Enfin, si le choix d’engager le couple « 5 étoiles », hollywoodisé à outrance, de la fin des années 90 que formaient Cruise et Kidman à la ville semblait être un coup de maître il y a treize ans, il n’en reste aujourd’hui qu’un Tom Cruise très convaincant, bien en place, qui fait très correctement « le boulot » et une Nicole Kidman, pour ma part, très moyenne, qui manque de sincérité, qui surjoue et frôle parfois le ridicule dans les scènes puissantes. A cela certains me rétorqueront, sans doute, que le jeu d’un acteur ou d’une actrice reste quelque chose d’assez subjectif et je ne pourrai que leur donner raison. Cependant, ce manque d’accroche avec le jeu de Kidman s’est articulé comme un obstacle entre le film et moi puisque j’ai, dès le début, eu beaucoup de mal à entrer en sympathie avec son personnage et les enjeux dramatiques qui l’entourent.

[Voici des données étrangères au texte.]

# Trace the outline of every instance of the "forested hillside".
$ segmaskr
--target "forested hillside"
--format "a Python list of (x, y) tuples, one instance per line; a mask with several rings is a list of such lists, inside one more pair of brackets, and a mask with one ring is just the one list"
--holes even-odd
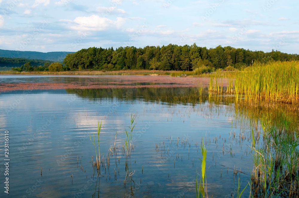
[(62, 62), (68, 53), (67, 52), (53, 52), (43, 53), (30, 51), (18, 51), (0, 50), (0, 57), (8, 58), (23, 58), (31, 59), (40, 59)]
[(265, 52), (230, 46), (208, 49), (195, 44), (183, 46), (170, 44), (143, 48), (121, 47), (115, 50), (113, 47), (90, 47), (68, 55), (63, 63), (71, 69), (188, 70), (202, 66), (217, 69), (230, 66), (237, 68), (256, 61), (289, 61), (298, 57), (297, 54), (273, 50)]

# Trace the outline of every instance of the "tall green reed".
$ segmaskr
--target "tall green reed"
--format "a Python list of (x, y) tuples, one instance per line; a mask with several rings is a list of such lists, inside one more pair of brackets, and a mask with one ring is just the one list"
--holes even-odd
[(196, 188), (196, 198), (202, 197), (204, 197), (205, 193), (205, 179), (206, 179), (206, 182), (207, 179), (206, 177), (206, 160), (207, 158), (207, 149), (204, 144), (203, 142), (202, 143), (201, 146), (202, 154), (202, 160), (199, 157), (202, 162), (202, 177), (200, 178), (200, 181), (199, 183), (197, 181), (197, 175), (196, 174), (196, 183), (195, 187)]
[[(96, 166), (98, 170), (100, 169), (100, 161), (101, 155), (103, 154), (100, 154), (100, 133), (101, 131), (101, 127), (102, 126), (102, 122), (101, 122), (101, 124), (99, 125), (99, 122), (98, 121), (97, 123), (97, 143), (96, 143), (95, 140), (94, 139), (94, 134), (93, 134), (93, 142), (91, 140), (91, 136), (89, 135), (89, 138), (90, 140), (91, 141), (91, 143), (94, 146), (94, 150), (95, 151), (96, 154), (96, 161), (95, 163), (95, 165)], [(97, 146), (98, 147), (98, 150), (99, 153), (98, 158), (97, 151)]]

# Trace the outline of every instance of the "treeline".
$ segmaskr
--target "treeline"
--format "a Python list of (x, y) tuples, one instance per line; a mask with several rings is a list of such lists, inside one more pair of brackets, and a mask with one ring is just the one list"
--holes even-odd
[(170, 44), (162, 47), (147, 46), (143, 48), (121, 47), (114, 50), (100, 47), (82, 49), (68, 54), (63, 61), (72, 69), (158, 69), (190, 70), (205, 66), (215, 69), (228, 66), (235, 68), (250, 65), (253, 62), (288, 61), (297, 59), (297, 54), (272, 51), (265, 52), (230, 46), (219, 46), (208, 49), (194, 43), (189, 46)]
[(48, 63), (49, 65), (50, 64), (54, 62), (51, 61), (39, 59), (0, 57), (0, 67), (7, 67), (10, 68), (12, 67), (20, 67), (28, 62), (30, 62), (33, 67), (44, 66), (46, 63)]

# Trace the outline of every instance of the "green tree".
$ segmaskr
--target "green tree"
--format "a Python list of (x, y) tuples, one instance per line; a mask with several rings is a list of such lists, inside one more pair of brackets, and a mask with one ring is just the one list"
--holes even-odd
[(29, 68), (32, 65), (30, 62), (27, 62), (24, 64), (24, 67), (25, 68), (25, 69), (26, 70), (29, 70)]
[[(158, 62), (156, 57), (153, 58), (152, 60), (150, 61), (150, 69), (152, 69), (154, 70), (155, 70), (160, 65), (160, 63)], [(155, 72), (155, 71), (154, 71)]]
[(59, 62), (52, 63), (49, 66), (49, 70), (53, 72), (60, 72), (62, 71), (62, 64)]
[(45, 63), (45, 64), (44, 64), (44, 67), (45, 68), (47, 68), (47, 67), (48, 67), (49, 66), (50, 66), (50, 64), (48, 62), (47, 62)]

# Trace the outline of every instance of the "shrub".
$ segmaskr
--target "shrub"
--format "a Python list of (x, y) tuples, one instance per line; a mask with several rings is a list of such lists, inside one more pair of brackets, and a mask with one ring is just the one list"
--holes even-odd
[(60, 72), (62, 69), (62, 64), (58, 62), (52, 63), (49, 66), (49, 70), (51, 71)]

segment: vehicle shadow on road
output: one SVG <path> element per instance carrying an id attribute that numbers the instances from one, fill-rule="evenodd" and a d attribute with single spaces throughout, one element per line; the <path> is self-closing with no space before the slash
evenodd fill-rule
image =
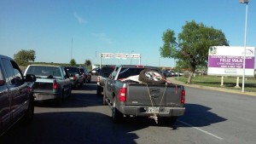
<path id="1" fill-rule="evenodd" d="M 144 124 L 114 124 L 109 116 L 99 112 L 35 113 L 31 125 L 16 124 L 0 138 L 0 143 L 133 144 L 138 135 L 132 131 L 144 128 Z"/>
<path id="2" fill-rule="evenodd" d="M 179 120 L 183 124 L 182 125 L 177 125 L 177 127 L 190 127 L 191 125 L 195 127 L 204 127 L 227 120 L 226 118 L 210 112 L 212 109 L 211 107 L 189 103 L 185 104 L 185 114 L 179 118 Z M 184 123 L 189 125 L 184 124 Z"/>

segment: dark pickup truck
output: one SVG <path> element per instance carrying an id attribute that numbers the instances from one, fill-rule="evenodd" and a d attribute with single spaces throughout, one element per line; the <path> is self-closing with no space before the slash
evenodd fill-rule
<path id="1" fill-rule="evenodd" d="M 71 82 L 64 66 L 29 65 L 24 74 L 34 74 L 37 77 L 33 84 L 37 101 L 55 101 L 61 104 L 71 95 Z"/>
<path id="2" fill-rule="evenodd" d="M 0 55 L 0 136 L 18 120 L 25 124 L 32 122 L 34 81 L 34 75 L 23 77 L 15 61 Z"/>
<path id="3" fill-rule="evenodd" d="M 168 84 L 156 67 L 116 66 L 103 89 L 103 105 L 110 106 L 114 123 L 137 116 L 173 124 L 185 112 L 184 87 Z"/>

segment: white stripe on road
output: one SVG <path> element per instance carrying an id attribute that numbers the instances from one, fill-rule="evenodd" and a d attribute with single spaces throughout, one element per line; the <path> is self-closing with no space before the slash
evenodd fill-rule
<path id="1" fill-rule="evenodd" d="M 224 138 L 222 138 L 222 137 L 219 137 L 219 136 L 218 136 L 218 135 L 214 135 L 214 134 L 212 134 L 212 133 L 210 133 L 210 132 L 208 132 L 208 131 L 203 130 L 201 130 L 201 129 L 200 129 L 200 128 L 195 127 L 195 126 L 193 126 L 193 125 L 191 125 L 191 124 L 187 124 L 187 123 L 183 122 L 183 121 L 180 121 L 180 120 L 177 120 L 177 121 L 178 121 L 179 123 L 182 123 L 182 124 L 185 124 L 185 125 L 190 126 L 190 127 L 192 127 L 192 128 L 194 128 L 194 129 L 196 129 L 196 130 L 200 130 L 200 131 L 201 131 L 201 132 L 203 132 L 203 133 L 205 133 L 205 134 L 207 134 L 207 135 L 211 135 L 211 136 L 213 136 L 213 137 L 215 137 L 215 138 L 217 138 L 217 139 L 218 139 L 218 140 L 224 140 Z"/>

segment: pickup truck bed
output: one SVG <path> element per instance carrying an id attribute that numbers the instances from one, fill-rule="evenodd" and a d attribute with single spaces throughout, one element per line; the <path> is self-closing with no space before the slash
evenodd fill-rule
<path id="1" fill-rule="evenodd" d="M 153 117 L 175 119 L 184 114 L 185 89 L 182 85 L 145 84 L 125 80 L 120 75 L 134 76 L 145 68 L 134 66 L 119 66 L 106 80 L 103 104 L 112 109 L 113 122 L 119 122 L 123 116 Z M 175 122 L 174 120 L 174 122 Z M 173 122 L 172 122 L 173 123 Z"/>

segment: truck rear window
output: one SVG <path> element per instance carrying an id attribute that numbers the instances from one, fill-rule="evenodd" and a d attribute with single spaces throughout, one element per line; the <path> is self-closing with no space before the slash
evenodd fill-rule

En conclusion, Eyes Wide Shut fait partie de ces films qui ont su créer une ambiance, un visuel, une force accrocheuse, mais à qui ils manquent l’étincelle pour que le tout s’embrase ; il manque au film une certaine émotion qui viendrait communier avec l’excellence de la forme. Ce dernier Kubrick souffre donc d’une perte, d’une sorte de manque au scénario qui aurait donné une réelle ampleur à ce conte fantasmé. A l’image de la scène finale, le film s’est perdu dans certains raccourcis et dans une certaine facilité d’écriture. Si le « Fuck! » final d’Alice laisse entrevoir un retour « à la normale », une « reprise de l’acte sexuel » là où il avait été interrompu par la révélation, je reste néanmoins sceptique quant à la longévité de cet équilibre. Prétendre que les choses vont aller d’elles-mêmes une fois que les yeux ont été ouverts ou mettre sous le couvercle du rêve et du fantasme ce qui a entraîné William aux limites de lui-même, n’est-ce pas, finalement, opter à nouveau pour l’illusion et les faux-semblants? Si j’avais cerné la démarche de Kubrick dans ce projet, je pourrais vous répondre, mais ce n’est pas le cas. Alors, certes, le film laisse grandes ouvertes les possibilités d’interprétation et de questionnement, mais il demeure en guise de point final cette impression de flottement. Impression regrettable, mais qui me poussera à y retourner, à laisser au film une seconde chance.